村田「しかし1年で6人も背番号もらえるとは思わなかったな?」
松本「ああ」
佐伯「うむうむ。他の人達には悪いけど、なんとかベンチ入りはできたな」
工藤「スタメンは村田と矢吹だけどな」
佐伯「ピッチャーなら出番はあるだろうし俺も守備固めの時は出場できそうだし他の奴らもケガしたら出られるだろうし良かったじゃん!」
松本「楽観的だな」
矢吹「だが場合によってはスタメン獲得のチャンスとも言える。こう言う時に活躍して良い印象を持たれるよう頑張れば良い!」
佐伯「上から目線でややむかつくがまあ良かろう」
矢吹「そんなつもりはないぞ」
小田切「ベンチ入りは果たしたか」

篠原「お前もスタメンか」
木下「なんですかその良くレギュラーだったな目線は?」
篠原「いや、別に」
木下「なんかむかつく!」
福西「サードに回されたけどなんとかレギュラーだな」
相川「そんなに落ち込む事かな?」
福西「相川は良いよな。
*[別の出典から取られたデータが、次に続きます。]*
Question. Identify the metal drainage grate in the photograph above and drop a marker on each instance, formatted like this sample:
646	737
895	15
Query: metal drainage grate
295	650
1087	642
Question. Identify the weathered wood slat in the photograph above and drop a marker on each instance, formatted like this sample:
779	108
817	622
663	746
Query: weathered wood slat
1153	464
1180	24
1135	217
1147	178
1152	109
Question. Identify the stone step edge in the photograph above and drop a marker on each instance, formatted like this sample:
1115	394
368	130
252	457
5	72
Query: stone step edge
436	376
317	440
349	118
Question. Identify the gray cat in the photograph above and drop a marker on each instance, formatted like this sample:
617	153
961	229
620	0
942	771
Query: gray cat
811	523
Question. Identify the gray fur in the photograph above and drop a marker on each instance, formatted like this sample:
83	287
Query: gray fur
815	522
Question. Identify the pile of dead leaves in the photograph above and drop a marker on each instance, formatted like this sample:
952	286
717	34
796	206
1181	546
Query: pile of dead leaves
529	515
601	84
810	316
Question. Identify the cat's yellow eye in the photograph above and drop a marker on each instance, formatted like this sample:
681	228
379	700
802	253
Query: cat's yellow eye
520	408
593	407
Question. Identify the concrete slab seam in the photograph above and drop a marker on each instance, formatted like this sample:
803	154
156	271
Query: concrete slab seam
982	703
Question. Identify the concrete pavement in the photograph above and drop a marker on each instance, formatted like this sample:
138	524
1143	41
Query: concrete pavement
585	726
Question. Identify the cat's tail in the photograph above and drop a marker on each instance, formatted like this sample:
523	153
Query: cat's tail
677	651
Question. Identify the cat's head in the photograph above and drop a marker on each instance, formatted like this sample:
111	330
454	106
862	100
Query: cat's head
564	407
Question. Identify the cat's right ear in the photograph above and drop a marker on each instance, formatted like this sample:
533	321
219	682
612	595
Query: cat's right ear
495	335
まずポジション奪われる事はないんだから」
相川「僕は別にセカンドにこだわってるわけじゃないし別のポジションでも良いけど」
福西「くっ! 何故だ!? こだわっている人間ほどプロ意識があると思うのに何故相川に勝てん!?」
相川「…………監督の事だから福西君の器用さを買ってるんじゃないかな?」
福西「器用さね…………確かに色々なポジションを守って来てるけど」
相川「僕が他のポジションを守るとなると福西君の数倍は時間がかかるだろうしアクシデントで選手が退場した場合に色々なポジションを守れる選手が1人くらいいた方が良いしそう言うところを評価してじゃないかな」
福西「うーん、なんか上手くごまかされたような?」
相川「気のせい気のせい」

真田「いよいよ真田君世代も最後の夏となったわけだし最後だし笑って終わりたいよね」
吉田「まあな」
真田「と言うわけで笑って終わろうね」
斎藤主将「ああ。絶対に全国制覇して見せる!」
真田「うむ!(ふう、これで罰ゲーム回避のフラグは完成したな)」
斎藤主将「とにかく最後の夏だ。真田が言った様に笑って終わろう!」
全員「おう!!!」
斎藤主将「いや、今は笑う必要はないんだけど」

シリアスなわりにボケて終わったがとにかく全員のテンションは高く最後の夏が訪れる。